Sono state 700 le lettere di diffida, una per ogni singolo dipendente, inviate dai sindacati che, in assenza di risposta, si preparano a proclamare lo stato di agitazione. Stato che “non abbiamo dichiarato prima – afferma Filippo Mascina di Fabi – in quanto è nostro compito tentare tutti gli interventi possibili al tavolo della trattativa”, procedura sindacale da seguire obbligatoriamente.

I dipendenti che iniziano ad affollare la sala

E il tavolo di trattativa, allo stato attuale delle cose, sembra non esserci, anche perché Carife ribatte con l’epiteto di “dilettanti” l’azione dei sindacati, in merito alla convocazione dell’assemblea del personale a fine mese. A questo, si aggiunge “l’atteggiamento generale dell’azienda – prosegue Cavallini – che ci dà informazioni a spizzichi e bocconi, che ogni tanto fa sembrare che si tratti di una cessione quando invece è negoziazione, che non risponde alle lettere o fa finta di non aver ricevuto”.

Senza la negoziazione di una continuità dei contratti integrativi, a partire dal mese di aprile i trattamenti economici diventeranno quelli del contratto nazionale di lavoro, che vedrebbe scomparire – o modificare profondamente – diversi elementi, come l’indennità di rappresentanza, l’indennità di disagio, il contributo ai figli portatori di handicap (che a seconda del carico fiscale va dai 1033 ai 1550 euro l’anno), la misura dei buoni pasto, che passerebbe al valore di 1,81 euro, e l’indennità di cassa, il cui valore si dimezzerebbe. Resterebbe invece la polizza sanitaria, ma con la nuova compagnia UniSalute , l’attuale compagnia che assicura trattamenti ai dipendenti Bper, con cui l’accordo è in via di perfezionamento.

Una perdita, per le tasche dei dipendenti ‘sopravvissuti’, quantificata dai mille agli 8mila euro annui, a seconda dell’anzianità. Inevitabile, quindi, che i circa 300 dipendenti presenti in assemblea abbiano approvato a totale maggioranza (3 astenuti, ndr) la possibile proclamazione dello stato di agitazione in caso di mancanza di apertura al dialogo da parte dell’azienda.
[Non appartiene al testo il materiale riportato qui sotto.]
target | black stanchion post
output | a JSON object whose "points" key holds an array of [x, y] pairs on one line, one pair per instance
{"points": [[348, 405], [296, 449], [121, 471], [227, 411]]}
Si respira aria di sciopero in quello che rimane di casa Carife, e i motivi sono riassunti da Antonella Losenno della Uil all’uscita dal cinema Apollo.

“Non è un buon modo per accompagnare la fusione, ci fanno partire con un handicap di carattere negoziale – commenta amareggiata la sindacalista -. Normalmente ci sarebbe un processo di armonizzazione contrattuale, invece ci fanno andare in un’altra realtà spogliati di ogni diritto raggiunto negli anni passati.  Per noi era chiaro, come sottoscritto nell’accordo del 31 dicembre, che alcuni elementi fissi della retribuzione non potevano essere toccati. E loro hanno modificato queste voci, non oggetto di trattativa, con un atto unilaterale di gennaio che decorrerà ad aprile”.

Se i ‘loro’ sono additati in maniera vaga c’è un motivo: “Il nostro tavolo di controparte si nasconde nell’impossibilità di prendere decisioni perché afferma che spetti alla subentrante, allo stesso modo la subentrante dice di non poter intervenire perché spetta alla controparte – nota Losenno -. Ci troviamo di fronte a un interlocutore sfuggente che porta avanti un disegno prestabilito. Anche i colleghi che rimangono dovranno affrontare dei sacrifici, con tutto il peso di uno zainetto di riduzione del reddito consolidato ormai da anni”.